C'est cette discrétion mêlée d'un flair financier et d'une certaine
froideur sociale qui a permis à ces barons de l'acier de se transformer en
empereurs de la haute finance belge et internationale, façon Albert Frère. Les
petits secrets des Boël seront pourtant moins opaques la semaine prochaine,
quand sortira le livre-enquête de Marco Van Hees, La Fortune des Boël.
Diplômé en sciences politiques de l'ULB, devenu contrôleur des impôts, ce
Bruxellois habite à La Louvière depuis six ans. A force de rencontres, de
lectures, puis d'investigations, il a pu révéler la méthode Boël.
L'histoire débute à La Louvière, quand Gustave Boël hérite en 1880 des
Etablissements métallurgiques Boucquéau à la mort de son patron, sans enfant.

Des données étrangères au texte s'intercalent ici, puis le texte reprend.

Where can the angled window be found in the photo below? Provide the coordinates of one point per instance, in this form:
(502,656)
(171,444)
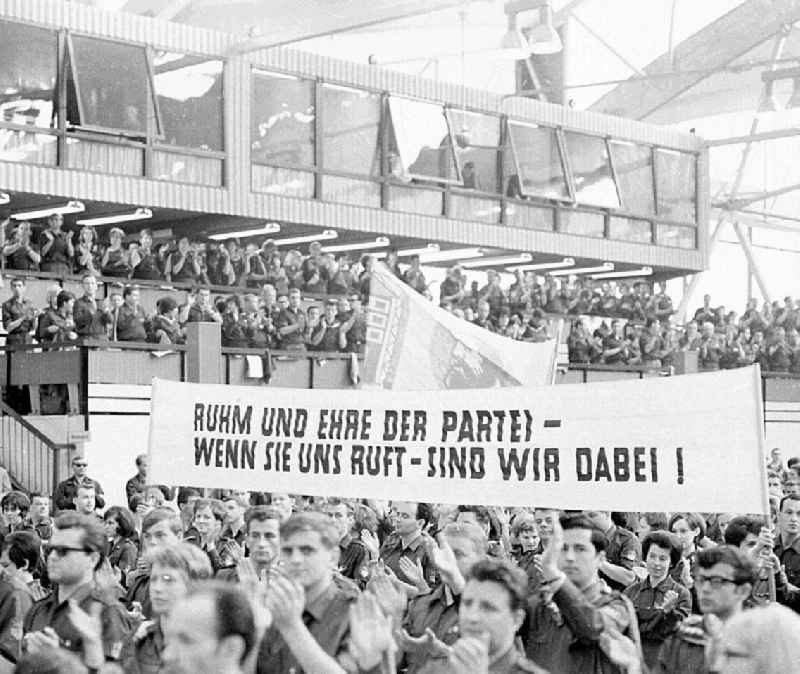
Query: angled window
(282,120)
(633,166)
(538,163)
(676,185)
(477,148)
(591,170)
(28,69)
(110,87)
(351,120)
(189,94)
(420,146)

Ce qui deviendra les Usines Gustave Boël sera durant plus d'un siècle le
berceau de l'enrichissement des Boël. Très tôt, Gustave diversifie ses
activités : il lance d'autres usines métallurgiques (à Charleroi, à
Braine-le-Comte), investit dans des charbonnages ou dans le verre (les Glaces de
Moustier-sur-Sambre qui, après fusions, deviendront Glaverbel). A sa mort en
1912, un de ses fils, Pol-Clovis Boël, poursuit la diversification. Il se lance
notamment dans la chimie avec la Safea (engrais azotés) et investissant dans
l'Union Chimique Belge (UCB) de la famille Janssen et dans l'empire Solvay.
Et puis surtout, en 1928, en parallèle aux usines, les Boël créent une
entité financière : l'Union financière Boël, ancêtre des holdings
financiers de la famille (Sofina, Henex, Moustier, toutes cotées en Bourse) qui
sont aujourd'hui les moteurs de l'immense fortune des Boël. C'est dans
l'entre-deux-guerres que les Boël prendront pied dans la haute finance, en
entrant à la Banque de Bruxelles ou à la Société Générale. Durant sept
décennies, les énormes bénéfices dégagés par les usines seront injectés
dans cette entité financière qui place ses billes dans des sociétés où les
Boël deviennent le plus souvent administrateurs.
En 1929, le roi a aussi octroyé le titre de baron à Pol-Clovis. Ce qui
n'est pas un détail. Grâce à ce titre de noblesse, la famille Boël va
pouvoir réaliser des unions matrimoniales, disons ciblées. A l'époque, la
noblesse détient encore le gros du pouvoir économique et politique (qui se
confondent souvent). Or chez ces gens-là, on préfère se marier entre soi. Ces
alliances matrimoniales très "patrimoniales" feront du clan Boël un
arbre à six branches principales: les Boël eux-mêmes, les Janssen, les Goblet
d'Alviella, les Emsens, les Feyerick et les Grutering. A ces branches majeures
viendront se greffer - toujours par mariages - une série d'autres familles
quasiment toutes nobles et si pas, très riches : les Solvay, les d'Oultremont,
les de Jonghe d'Ardoye, les Davignon, les Bracht, les Tesch, les de Meeûs
d'Argenteuil...
Une toile d'araignée familiale qui donne le tournis financier. Dans le Top
20 des familles les plus riches de Belgique publié en 2005 par le magazine
Trends-Tendances, on trouve, outre les Boël (12e au classement), quatre autres
familles qui ont des liens matrimoniaux avec les Boël : les Solvay (2), les
Emsens (7), les Janssen (10). Les Boël sont également actionnaires et
administrateurs dans les sociétés de quatre autres richissimes familles belges
: Colruyt (4), Eternit (S), Delhaize (11) et Lippens (17). Sept familles du Top
20 belge "unies" aux Boël par des liens matrimoniaux et/ou financiers
!
En 1999, les Usines Gustave Boël sont reprises par Duferco, ce qui met un
point final à toute activité sidérurgique et industrielle de la famille
Boël. Avant cela, ventes et fermetures s'étaient succédé à un rythme
effréné, en faisant d'énormes dégâts sociaux : 3.000 emplois rien qu'à
l'usine de La Louvière. Et des dégâts environnementaux : les Boël ont
laissé des friches industrielles ultrapolluées.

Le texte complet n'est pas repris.